I feel helpless right now. My cousin, Kiera is headed to the ER again. She’s been in pain since Thursday and the doctors (yes, that plural!) have not done anything to help her. She has crohn’s disease which I understand a little — but she has something else too that causes her pain. Mom’s not sure what that’s called. Regardless, God knows what’s wrong and He can see her even though she’s a couple of states away from me.

So, I would really appreciate it if you would say a prayer for her right now. I know prayer works. I can tell you many, many cool prayer stories! Don’t ever doubt that prayer works! Pray for her pain to be eased. Pray for the doctors to know what to do to help her. Pray for guidance for her and her parents if she should come down here to see some other specialists. I’m not a Duke basketball fan, but they have some of the best medical staff in the country. Besides, there has to be a good reason we live in blue devil territory — having friends who all work there, I hope, will help me help my cousin get to the right doctor!

It’s all a matter of perspective

Why I feel the need to be so totally honest on my blog lately, I don’t know. I mean I thought posting a picture of the “real” me would probably scare quite a few of you off. But you’re still here. Hey Mom, Dad and My Genius Better Half :)

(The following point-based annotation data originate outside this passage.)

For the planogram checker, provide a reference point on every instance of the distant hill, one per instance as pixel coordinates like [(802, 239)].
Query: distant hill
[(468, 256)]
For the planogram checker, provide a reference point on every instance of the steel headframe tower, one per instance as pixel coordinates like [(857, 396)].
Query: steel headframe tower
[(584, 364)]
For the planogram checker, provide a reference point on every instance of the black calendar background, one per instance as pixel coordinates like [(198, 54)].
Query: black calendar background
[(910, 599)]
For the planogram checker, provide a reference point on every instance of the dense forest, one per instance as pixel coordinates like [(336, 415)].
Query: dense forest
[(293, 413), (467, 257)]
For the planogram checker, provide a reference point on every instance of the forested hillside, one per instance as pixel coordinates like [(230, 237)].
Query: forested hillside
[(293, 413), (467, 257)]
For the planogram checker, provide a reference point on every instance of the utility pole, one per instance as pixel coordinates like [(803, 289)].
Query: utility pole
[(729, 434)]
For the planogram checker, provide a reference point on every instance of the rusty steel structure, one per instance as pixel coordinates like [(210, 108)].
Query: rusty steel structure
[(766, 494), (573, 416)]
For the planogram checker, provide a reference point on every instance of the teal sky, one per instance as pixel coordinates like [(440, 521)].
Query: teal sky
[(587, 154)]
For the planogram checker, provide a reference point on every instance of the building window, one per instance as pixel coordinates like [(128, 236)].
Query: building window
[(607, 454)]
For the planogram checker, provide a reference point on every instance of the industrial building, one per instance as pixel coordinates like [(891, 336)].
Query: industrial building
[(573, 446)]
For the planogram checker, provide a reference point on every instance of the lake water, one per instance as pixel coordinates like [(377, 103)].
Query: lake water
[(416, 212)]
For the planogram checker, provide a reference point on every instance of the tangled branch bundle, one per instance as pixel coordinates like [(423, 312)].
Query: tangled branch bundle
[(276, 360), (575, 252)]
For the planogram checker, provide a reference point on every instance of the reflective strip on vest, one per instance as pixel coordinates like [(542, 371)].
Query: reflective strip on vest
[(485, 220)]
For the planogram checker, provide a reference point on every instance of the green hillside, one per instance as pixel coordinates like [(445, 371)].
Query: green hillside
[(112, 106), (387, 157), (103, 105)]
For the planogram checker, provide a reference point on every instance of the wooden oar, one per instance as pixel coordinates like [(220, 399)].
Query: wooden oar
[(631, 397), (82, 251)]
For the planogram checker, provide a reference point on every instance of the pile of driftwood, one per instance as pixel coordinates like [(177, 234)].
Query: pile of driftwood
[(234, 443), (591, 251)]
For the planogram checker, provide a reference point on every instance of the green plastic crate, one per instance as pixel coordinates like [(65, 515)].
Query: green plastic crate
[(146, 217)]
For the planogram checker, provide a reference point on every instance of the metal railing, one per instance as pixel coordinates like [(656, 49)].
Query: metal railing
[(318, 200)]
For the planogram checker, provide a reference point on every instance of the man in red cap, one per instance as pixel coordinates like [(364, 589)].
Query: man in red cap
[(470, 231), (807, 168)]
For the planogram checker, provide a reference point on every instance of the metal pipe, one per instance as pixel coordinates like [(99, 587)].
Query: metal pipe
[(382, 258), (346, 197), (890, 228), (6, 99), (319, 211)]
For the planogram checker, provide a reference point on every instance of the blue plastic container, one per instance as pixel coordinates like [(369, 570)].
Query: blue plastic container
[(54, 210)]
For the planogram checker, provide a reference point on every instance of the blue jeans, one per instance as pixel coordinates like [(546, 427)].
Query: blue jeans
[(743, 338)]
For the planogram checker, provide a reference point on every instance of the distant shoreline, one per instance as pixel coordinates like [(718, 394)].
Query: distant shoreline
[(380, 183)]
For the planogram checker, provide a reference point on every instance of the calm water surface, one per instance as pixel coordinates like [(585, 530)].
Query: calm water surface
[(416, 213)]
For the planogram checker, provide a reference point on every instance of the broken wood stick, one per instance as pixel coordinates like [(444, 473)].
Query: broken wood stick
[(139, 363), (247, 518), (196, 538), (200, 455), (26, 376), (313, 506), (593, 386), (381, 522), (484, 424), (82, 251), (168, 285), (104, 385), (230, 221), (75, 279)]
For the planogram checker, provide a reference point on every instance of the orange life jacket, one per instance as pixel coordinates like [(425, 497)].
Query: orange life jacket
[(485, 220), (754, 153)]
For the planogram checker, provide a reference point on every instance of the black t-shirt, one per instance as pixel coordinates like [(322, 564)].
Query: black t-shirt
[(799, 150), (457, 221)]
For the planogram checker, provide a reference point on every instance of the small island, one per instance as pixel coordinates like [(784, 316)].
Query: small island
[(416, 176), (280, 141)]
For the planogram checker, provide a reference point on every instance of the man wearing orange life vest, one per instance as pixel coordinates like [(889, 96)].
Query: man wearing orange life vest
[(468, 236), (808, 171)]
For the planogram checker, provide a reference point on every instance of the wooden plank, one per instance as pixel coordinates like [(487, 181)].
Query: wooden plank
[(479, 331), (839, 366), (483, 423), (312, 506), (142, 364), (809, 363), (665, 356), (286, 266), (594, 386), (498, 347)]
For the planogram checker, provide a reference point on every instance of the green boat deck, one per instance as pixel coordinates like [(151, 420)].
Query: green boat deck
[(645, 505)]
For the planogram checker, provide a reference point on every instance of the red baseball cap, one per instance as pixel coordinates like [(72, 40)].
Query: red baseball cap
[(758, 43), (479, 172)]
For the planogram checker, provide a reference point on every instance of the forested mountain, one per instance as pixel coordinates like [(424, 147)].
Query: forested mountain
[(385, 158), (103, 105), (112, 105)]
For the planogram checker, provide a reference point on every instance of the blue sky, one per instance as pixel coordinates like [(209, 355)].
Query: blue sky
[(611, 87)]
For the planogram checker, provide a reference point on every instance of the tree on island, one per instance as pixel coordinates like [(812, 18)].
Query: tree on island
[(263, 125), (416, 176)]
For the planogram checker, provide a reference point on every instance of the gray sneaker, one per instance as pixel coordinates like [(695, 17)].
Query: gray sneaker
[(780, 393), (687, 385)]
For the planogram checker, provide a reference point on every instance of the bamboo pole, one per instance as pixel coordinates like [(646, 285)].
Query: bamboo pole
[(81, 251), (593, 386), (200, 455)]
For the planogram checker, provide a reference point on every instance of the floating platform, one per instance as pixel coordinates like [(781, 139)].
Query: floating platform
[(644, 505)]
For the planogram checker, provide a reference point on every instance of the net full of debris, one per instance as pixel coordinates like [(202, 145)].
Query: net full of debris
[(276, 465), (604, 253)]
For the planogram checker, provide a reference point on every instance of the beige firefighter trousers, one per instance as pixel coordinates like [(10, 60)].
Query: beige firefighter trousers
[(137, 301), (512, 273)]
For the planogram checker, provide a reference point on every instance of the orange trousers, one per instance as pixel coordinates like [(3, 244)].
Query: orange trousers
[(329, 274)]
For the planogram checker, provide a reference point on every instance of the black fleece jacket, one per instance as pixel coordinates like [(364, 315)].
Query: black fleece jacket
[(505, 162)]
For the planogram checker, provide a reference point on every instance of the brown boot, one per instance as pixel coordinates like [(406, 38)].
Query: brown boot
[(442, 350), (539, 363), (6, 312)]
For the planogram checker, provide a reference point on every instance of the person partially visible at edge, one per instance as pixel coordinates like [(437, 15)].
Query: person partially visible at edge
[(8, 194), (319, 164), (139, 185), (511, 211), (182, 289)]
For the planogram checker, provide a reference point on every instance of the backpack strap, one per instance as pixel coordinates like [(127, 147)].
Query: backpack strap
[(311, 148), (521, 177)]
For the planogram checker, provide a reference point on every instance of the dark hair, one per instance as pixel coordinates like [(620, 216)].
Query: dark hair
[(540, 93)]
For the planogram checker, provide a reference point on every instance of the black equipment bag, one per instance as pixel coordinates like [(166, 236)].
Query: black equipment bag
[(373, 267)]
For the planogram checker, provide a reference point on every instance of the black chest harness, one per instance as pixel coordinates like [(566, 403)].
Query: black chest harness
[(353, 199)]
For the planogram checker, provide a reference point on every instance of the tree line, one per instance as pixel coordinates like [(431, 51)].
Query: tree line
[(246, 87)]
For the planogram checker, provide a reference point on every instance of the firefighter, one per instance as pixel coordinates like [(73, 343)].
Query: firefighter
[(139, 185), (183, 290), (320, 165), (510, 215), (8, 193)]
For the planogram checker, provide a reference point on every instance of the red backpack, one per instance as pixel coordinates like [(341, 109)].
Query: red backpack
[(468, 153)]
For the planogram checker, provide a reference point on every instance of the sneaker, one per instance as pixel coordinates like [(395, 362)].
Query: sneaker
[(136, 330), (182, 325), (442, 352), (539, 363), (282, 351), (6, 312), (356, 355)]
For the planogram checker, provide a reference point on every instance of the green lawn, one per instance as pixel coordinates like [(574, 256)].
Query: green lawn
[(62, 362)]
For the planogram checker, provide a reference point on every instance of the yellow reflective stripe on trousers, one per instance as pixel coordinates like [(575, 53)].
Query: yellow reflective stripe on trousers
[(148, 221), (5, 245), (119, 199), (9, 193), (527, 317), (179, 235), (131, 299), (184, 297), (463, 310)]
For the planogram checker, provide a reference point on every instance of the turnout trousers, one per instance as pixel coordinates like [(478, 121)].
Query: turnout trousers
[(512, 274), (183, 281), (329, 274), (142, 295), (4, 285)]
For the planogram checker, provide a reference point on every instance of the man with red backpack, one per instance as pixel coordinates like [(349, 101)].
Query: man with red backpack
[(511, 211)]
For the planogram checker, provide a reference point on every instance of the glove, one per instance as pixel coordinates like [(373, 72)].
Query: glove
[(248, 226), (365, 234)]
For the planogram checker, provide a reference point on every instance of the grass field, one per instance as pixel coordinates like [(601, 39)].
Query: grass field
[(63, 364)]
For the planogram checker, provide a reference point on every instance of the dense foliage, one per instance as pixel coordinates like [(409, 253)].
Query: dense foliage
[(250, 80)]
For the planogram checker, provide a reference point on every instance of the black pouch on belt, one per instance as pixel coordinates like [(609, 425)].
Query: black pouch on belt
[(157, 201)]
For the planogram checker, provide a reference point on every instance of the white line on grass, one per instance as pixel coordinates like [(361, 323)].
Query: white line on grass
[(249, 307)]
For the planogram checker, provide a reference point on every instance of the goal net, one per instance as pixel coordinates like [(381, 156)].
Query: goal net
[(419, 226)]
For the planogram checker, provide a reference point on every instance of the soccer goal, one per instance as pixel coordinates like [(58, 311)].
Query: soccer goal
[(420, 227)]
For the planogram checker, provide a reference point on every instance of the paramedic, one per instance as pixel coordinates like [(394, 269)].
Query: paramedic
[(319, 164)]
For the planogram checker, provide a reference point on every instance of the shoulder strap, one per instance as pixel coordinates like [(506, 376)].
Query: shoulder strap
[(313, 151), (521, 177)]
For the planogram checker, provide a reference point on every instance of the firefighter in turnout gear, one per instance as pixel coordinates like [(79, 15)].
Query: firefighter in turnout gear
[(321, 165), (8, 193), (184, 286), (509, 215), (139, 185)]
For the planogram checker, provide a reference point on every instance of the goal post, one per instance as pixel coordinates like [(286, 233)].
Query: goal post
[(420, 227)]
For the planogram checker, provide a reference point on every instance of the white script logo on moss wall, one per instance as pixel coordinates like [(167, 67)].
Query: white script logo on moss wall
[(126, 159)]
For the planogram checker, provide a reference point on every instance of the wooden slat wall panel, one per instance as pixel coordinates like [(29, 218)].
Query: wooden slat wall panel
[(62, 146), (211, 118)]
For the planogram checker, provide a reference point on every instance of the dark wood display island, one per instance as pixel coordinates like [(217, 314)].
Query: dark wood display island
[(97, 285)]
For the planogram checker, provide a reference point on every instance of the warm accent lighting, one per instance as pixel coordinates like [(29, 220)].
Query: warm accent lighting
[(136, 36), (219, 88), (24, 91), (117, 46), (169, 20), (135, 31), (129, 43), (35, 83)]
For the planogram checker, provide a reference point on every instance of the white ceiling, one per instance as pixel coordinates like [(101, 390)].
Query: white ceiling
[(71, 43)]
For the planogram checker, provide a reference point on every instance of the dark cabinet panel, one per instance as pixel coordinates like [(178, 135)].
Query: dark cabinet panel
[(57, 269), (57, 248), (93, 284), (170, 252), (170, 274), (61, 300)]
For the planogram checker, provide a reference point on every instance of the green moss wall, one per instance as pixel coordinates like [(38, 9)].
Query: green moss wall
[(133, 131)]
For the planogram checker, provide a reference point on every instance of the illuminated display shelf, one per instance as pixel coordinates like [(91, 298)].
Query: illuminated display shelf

Over the weekend I started feeling very sad. I don’t really know why other than it happens religiously once a month. I really hate to use that as an excuse, but every month? Ok, so maybe it was satan attacking me. Yeah, we’ll go with that. I’ve been trying to stay upbeat and positive about going to She Speaks this weekend. I’m nervous. I don’t feel like I fit in like I think I should with certain people, and I’m trying to remind myself it’s ok. God has a plan. He might not want me to click with those people. Maybe there are others at the conference that I need to reach out to.

If you know anything about me, you might realize it’s not easy for me to be optimistic and positive — normally speaking, I have a tendency to look at what could go wrong with anything and everything “just to be prepared.” Negative thoughts started flooding my brain. I couldn’t breathe. Well, my brain couldn’t breathe, I was breathing just fine.

Saturday was a rough day and Sunday morning Duck asked if I wanted to go to church. No, I don’t. I didn’t want to. I wanted to stay in bed and feel sorry for myself. But I stopped and thought. That would just make the devil happy if I didn’t go to church. Then I got mad. Forget him. I’m not going to let him win. So there. We went to church. Duck’s group played for a Sunday evening service at another church and I went to that too. So there devil. :P

I felt a lot better after Sunday ended because the focus wasn’t on me any more. It was on uplifting praise-filled music. It was on the sermon and sunday school lesson.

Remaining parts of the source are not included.